Mr Osborne appeared to play down last week’s decision by the US Federal Reserve to hold rates rather than put them up, saying it had been dictated by the circumstances at the time.
Then he added, in what was close to a departure from the traditional reluctance of chancellors to interfere with the independence of the Bank, that the signals of rate rises in recent weeks reflected the growth in the American and British economies and that the “general signal coming from the Bank and the Federal Reserve is that the exit from very loose monetary policy is going to come”.

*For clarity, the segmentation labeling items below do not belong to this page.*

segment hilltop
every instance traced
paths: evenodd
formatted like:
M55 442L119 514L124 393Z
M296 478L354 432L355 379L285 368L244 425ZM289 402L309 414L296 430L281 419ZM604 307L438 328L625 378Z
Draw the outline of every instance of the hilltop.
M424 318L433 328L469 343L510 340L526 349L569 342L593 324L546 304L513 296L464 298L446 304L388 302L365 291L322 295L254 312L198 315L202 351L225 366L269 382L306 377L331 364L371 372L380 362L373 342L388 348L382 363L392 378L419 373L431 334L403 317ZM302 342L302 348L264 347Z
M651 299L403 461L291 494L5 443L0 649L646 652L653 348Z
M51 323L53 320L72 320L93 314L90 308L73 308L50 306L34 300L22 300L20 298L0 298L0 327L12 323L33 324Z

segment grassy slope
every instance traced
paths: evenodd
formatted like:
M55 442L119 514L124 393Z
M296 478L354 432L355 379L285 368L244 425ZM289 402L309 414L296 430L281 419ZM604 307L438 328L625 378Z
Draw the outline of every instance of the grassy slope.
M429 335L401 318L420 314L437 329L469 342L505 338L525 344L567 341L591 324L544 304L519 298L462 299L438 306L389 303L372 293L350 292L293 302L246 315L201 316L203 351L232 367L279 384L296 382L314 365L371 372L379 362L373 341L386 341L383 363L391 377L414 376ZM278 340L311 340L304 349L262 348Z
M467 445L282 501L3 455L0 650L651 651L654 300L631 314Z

For starters, I thought this might trigger a debate about Central Bank Independence. (CBI) which has been filling then UK macro blogs like here and here since the Corbynomics debate exploded. Personally, I am CBA about CBI, the policy is the key, and often central bankers can’t be trusted to make good policy, but governments can, eg Japan. Of course, we see things often the other way around, too, but it is a sterile debate about means rather than ends.
The bigger issue is why Osborne thinks monetary policy is very loose. To be fair mainstream macro and “mediamacro” (HT Simon Wren-Lewis for the term) make the common mistake all the time of confusing interest rate levels and the amount of QE with the stance of monetary policy. The stance of monetary policy can only be measured by looking at whether demand for money is outstripping supply of money, and that can only be seen by looking at where nominal growth (aka Aggregate Demand) is headed. If on a downward trend money is tight, if on an upward trend money is loose. If in trend monetary policy is just right.

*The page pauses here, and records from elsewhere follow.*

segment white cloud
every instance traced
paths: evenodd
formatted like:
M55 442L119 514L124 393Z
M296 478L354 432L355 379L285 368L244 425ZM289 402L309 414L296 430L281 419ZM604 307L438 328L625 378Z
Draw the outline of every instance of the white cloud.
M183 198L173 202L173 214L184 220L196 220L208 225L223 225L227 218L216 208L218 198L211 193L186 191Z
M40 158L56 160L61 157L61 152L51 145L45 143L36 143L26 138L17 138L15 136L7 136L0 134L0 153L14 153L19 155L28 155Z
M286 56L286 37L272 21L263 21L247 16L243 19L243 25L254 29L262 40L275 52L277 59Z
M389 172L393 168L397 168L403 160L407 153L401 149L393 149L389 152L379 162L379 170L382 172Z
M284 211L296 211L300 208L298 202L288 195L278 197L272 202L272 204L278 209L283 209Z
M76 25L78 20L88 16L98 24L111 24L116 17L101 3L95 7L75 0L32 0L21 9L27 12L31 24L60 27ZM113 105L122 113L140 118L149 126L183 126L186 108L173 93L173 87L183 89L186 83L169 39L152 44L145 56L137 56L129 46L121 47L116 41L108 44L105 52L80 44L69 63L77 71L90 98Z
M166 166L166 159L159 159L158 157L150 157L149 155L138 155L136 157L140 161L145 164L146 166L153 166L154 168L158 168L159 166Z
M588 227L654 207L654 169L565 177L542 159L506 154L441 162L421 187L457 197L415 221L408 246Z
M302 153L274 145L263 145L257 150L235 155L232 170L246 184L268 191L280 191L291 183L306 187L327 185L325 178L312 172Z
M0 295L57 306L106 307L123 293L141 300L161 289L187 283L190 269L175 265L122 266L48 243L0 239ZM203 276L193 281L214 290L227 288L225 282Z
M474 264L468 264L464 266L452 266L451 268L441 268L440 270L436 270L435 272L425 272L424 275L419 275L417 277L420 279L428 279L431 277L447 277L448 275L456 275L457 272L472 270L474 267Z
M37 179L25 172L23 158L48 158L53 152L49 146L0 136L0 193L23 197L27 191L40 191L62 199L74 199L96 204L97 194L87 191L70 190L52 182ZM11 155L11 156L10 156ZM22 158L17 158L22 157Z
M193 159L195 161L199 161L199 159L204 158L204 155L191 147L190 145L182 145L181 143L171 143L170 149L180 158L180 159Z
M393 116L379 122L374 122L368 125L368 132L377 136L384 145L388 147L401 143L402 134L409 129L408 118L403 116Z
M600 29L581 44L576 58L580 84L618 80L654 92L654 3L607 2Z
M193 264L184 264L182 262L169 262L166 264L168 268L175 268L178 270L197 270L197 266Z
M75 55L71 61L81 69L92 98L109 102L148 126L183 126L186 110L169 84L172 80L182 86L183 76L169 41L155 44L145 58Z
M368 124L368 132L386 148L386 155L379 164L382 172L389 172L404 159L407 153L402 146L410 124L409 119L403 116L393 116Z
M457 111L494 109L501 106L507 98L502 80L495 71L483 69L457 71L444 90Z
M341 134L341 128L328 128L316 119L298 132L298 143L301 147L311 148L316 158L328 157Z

The recent historical economic evidence is that UK NGDP is slowing down, 2Q15 was quite poor. The relevant inflation rate for macro policy, the GDP Deflator was worse than poor. Tax revenue growth on incomes is still not great, just like the more difficult to measure wage growth itself. Looking forward, implied UK NGDP growth forecasts are weakening too, judging by market indicators like Sterling strength, long term bond yields, commodity prices and the stock market.
Despite some interestingly radical thoughts from the BoE Chief Economist Andy Haldane, Governor Carney seems squarely in the Janet Yellen/Philips Curve camp of warning rates must rise soon.
Hopefully, Osborne’s Treasury advisers will get him to see sense, if not things won’t turn out well. They won’t turn out disastrously as markets will force more delays in further monetary tightening. But the guidance on policy from Carney and his boss Osborne (and Yellen) will remain a mess. And the mess will, of itself, crimp NGDP growth.